I was recently asked by fellow writer Victoria Addis to participate in the currently trending Writing Process Blog Tour, a request I’m more than happy to partake in. Victoria is currently working on a fascinating medieval fantasy series entitled “Wulfrun: The Ghost Detective,” which is aimed at middle schoolers. You can check out her progress here and await its release as eagerly as I am:
As for myself? Well, here we go:
1. What am I working on now?
Right now, I’m busy wrapping up the final edit of my second book “MAGNUS: Triumphator.” It’s the middle book in my series about Pompey the Great and will be released in July. Writing this book has been a complete blast! The response to the first book, “Rising Sun,” has been phenomenal so far, but I’m even more excited for people to get their hands on this next chapter. Although I’m incredibly proud of “Rising Sun,” “Triumphator” exceeds it in every way possible. The difference between the first and second books is so great, in fact, that it’s led me to believe I will need to go back and rework “Rising Sun” later this year to bring it up to the same level as “Triumphator.”

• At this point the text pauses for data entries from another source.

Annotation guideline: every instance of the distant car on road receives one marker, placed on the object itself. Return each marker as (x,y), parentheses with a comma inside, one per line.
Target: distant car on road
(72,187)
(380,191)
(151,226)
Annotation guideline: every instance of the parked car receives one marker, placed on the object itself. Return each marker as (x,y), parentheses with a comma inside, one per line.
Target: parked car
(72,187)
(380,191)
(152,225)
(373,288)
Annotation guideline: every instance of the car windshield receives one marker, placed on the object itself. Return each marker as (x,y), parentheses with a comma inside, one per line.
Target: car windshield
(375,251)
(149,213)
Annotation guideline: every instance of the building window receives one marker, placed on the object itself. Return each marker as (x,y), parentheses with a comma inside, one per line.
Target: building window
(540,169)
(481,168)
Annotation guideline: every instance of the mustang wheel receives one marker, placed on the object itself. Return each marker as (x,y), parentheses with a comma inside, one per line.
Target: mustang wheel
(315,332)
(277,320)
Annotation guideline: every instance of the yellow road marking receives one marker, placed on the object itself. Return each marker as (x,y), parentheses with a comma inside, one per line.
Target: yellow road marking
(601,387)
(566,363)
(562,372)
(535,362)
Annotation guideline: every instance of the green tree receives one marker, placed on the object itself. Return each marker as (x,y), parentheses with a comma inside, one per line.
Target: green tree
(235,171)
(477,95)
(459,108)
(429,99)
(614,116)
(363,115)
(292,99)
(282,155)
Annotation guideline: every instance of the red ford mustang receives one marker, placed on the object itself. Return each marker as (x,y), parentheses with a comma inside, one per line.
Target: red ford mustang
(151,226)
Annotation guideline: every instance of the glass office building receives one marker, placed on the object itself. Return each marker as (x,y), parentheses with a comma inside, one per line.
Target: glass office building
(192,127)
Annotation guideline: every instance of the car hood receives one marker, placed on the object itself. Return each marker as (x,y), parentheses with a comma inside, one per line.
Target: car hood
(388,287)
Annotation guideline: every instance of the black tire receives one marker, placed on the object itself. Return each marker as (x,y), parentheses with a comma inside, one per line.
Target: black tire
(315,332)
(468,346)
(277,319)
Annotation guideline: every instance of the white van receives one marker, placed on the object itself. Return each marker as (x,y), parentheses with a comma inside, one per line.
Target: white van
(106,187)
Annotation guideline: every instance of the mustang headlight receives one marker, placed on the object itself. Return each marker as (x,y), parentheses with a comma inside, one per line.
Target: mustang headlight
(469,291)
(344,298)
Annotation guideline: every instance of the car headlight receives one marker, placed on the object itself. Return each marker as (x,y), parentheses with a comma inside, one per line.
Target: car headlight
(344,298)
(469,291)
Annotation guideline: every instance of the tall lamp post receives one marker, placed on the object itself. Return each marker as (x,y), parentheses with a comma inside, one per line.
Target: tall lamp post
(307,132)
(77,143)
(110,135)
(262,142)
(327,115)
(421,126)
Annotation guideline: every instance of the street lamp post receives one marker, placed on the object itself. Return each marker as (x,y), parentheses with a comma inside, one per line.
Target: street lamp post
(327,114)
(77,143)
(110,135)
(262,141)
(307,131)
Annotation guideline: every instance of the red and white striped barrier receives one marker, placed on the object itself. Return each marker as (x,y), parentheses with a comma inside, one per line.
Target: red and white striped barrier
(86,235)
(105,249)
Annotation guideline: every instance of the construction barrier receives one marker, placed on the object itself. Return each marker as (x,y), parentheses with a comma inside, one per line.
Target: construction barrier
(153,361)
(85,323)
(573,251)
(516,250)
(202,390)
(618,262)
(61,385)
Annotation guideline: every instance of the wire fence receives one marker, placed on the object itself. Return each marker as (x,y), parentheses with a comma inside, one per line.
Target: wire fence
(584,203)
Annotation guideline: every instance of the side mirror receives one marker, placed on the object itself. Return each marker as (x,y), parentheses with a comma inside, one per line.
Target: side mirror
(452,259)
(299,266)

After “Triumphator” is complete, I’ll be moving on to Book Three in the MAGNUS Trilogy. While I had previously given it a title – and prematurely announced it to the world, no less – I’ve decided to change it to a phrase at the end of “Triumphator” which has great significance to the overall theme of the third book. “What is it?” you ask? Well, I suppose you’ll have to wait until the end of “Triumphator” to find out!
In what little down time I have, I’ve also been tinkering with another project that won’t see the light of day until the summer of 2015 at the earliest. It’s a completely original work this time around that will be a far cry from the Ancient Rome depicted in the MAGNUS series. I have a feeling this one will be more geared toward the Young Adult crowd (but don’t hold me to that!). It’s basically the story of three siblings in a fictional land resembling feudal China that become separated during a crisis. How do they deal with life when each child is alone and under the impression that his/her other siblings are dead? Okay, that’s enough of a spoiler for now…
2. How does my work differ from others of its genre?
There are two differences that come to mind. The first is simple enough: the protagonist, Gnaeus Pompey Magnus. While he’s always been a player in the story of Julius Caesar – whose story dominates the Ancient Rome genre by a long shot – he’s never had a book devoted to telling his own story. I’m thrilled that I’m the first to tackle it, as it’s an incredible story that truly deserves to be told.
The second difference would be the content of the books. Many writers in the Ancient Rome genre focus on the blood, battles, and violence of the era and tend to leave everything else as secondary or nonexistent elements. While war and violence factor into each book of the MAGNUS trilogy, I’d have to say they are certainly not the main focus of my books. I frequently spend less time describing the violence in war than I do the internal turmoil of decisions my main character makes. As much as this was the case with “Rising Sun,” “Triumphator” scales this fact up quite a bit. One of the things that has thrilled me thus far into “Rising Sun’s” exposure to the world is that women have seemed to love the book as much as men. I believe this has to do with my central focus of the story – relationships and emotions – and the tension those two things cause the protagonist.
3. Why do I write what I do?
I definitely write about what interests and enthralls me. Today I’m 200,000 words into the MAGNUS trilogy and can honestly say that I’ve not been bored once! I first fell in love with Ancient Rome seven years ago and my love has only increased with time. It’s a fascinating era full of incredible characters so that makes it much easier to stay interested.
4. How does my writing process work?
With the MAGNUS series, I was fortunate enough to have the timeline already supplied for me as the story sticks to purely historical events. The life of Pompey the Great was too massive to capture in one novel, so the first step was to figure out the logical places to divide the books. Once that was done, I had to decide which portions of the story to keep and which were unnecessary or out of place with the rest of the story.
The first two steps were by far the easiest parts of the process! Although I had a timeline of events, it was now my job to fill in the details. While a handful of conversations or speeches from his life are still available to us (such as the phase he spoke which gave me the title for “Rising Sun”), his story is mostly written by historians as: event after event, who was there, what happened. With the skeleton now in place, it was then my job to add the organs, muscle, and skin in order to create a living, moving being.
Once I had my main events in place, I basically focused on building a chapter or two around each event. For the most part, I can get through the first draft of two to three chapters in one week. As I work best in the morning, I block that part of the day aside for writing. Recently, I’ve tried to go back and do second draft editing in the evenings, which is the part of the process that really tends to flesh out the story in significant ways. Coffee and writing work hand in hand under most circumstances!
Once I’ve finished the first two drafts, I go back and reread the story to fill in small details, change some of the wording, drop unnecessary segments, and make any other number of changes that pop up while writing the rest of the story. After this step, I hand the third draft off to two unbiased readers in order to get their feedback on the story’s content and flow, make those recommended changes, and submit it to an editor for proofreading/editing.